Do this in any place with no camera, REPEAT REPEAT REPEAT.
Back down the manhole, throw 15 more out into the street. I am being pursued now!
Run down the sewer pipes hitting my macro key:
LIGHT MOLOTOV
DROP MOLOTOV
S
LIGHT MOLOTOV
DROP MOLOTOV
S
WHEEE!
Back out, did i loose them? YES. Let things cool down a minute....awww fuhget about it!
Back down the manhole, QUICK! They are throwing bombs at the manhole trying to get me as I go down.
SPAM MOLOTOVS UP OVER AND OVER UNTIL KAIDESSA COMES DOWN THE HOLE AND STARTS TO KILL ME. SPAM SPAM SPAM! LIGHT MOLOTOV DROP MOLOTOV! LIGHT THEM ALL!!!!!!!
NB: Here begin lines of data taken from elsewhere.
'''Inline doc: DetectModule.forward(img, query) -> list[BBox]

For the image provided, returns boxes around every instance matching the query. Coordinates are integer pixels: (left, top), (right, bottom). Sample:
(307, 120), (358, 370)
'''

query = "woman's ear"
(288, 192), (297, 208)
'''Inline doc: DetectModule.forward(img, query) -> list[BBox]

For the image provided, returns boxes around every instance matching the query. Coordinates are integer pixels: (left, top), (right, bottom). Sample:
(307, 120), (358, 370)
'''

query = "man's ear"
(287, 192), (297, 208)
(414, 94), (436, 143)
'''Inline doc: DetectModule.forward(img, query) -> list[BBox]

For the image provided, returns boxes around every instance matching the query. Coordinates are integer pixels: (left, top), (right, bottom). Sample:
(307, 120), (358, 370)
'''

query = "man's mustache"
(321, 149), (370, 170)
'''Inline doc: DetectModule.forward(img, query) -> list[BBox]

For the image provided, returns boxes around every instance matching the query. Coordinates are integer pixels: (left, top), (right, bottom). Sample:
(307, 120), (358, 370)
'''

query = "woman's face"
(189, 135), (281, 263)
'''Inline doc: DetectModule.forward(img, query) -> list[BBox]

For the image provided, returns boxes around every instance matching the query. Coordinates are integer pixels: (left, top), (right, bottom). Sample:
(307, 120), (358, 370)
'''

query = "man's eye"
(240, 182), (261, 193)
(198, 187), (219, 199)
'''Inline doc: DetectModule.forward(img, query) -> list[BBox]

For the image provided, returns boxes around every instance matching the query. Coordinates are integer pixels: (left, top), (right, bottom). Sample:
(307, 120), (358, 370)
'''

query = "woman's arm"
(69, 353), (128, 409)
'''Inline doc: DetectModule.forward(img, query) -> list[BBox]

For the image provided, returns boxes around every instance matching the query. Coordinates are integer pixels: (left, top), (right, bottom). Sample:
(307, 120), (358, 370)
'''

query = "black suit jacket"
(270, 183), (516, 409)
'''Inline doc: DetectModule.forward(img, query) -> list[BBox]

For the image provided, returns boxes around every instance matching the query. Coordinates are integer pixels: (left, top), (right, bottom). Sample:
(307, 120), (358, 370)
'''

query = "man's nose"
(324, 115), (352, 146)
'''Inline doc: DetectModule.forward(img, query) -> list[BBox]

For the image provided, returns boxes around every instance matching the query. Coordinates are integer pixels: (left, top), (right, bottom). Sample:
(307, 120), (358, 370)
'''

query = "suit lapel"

I'm dead. I wait 10 minutes and go back fro my cocoon, still some molotovs. I got to bed, happy and content. I heard at least 5 or 6 SPLATS during my spree.
I wake up the next day with a nice $7,200 bux bounty on my head! SWEET!!!! One of you fine Bay12 folks and me got to split that. It sure is nice getting PAID to terrorize.
MORAL OF THE STORY: grinding bombs is fun and educational!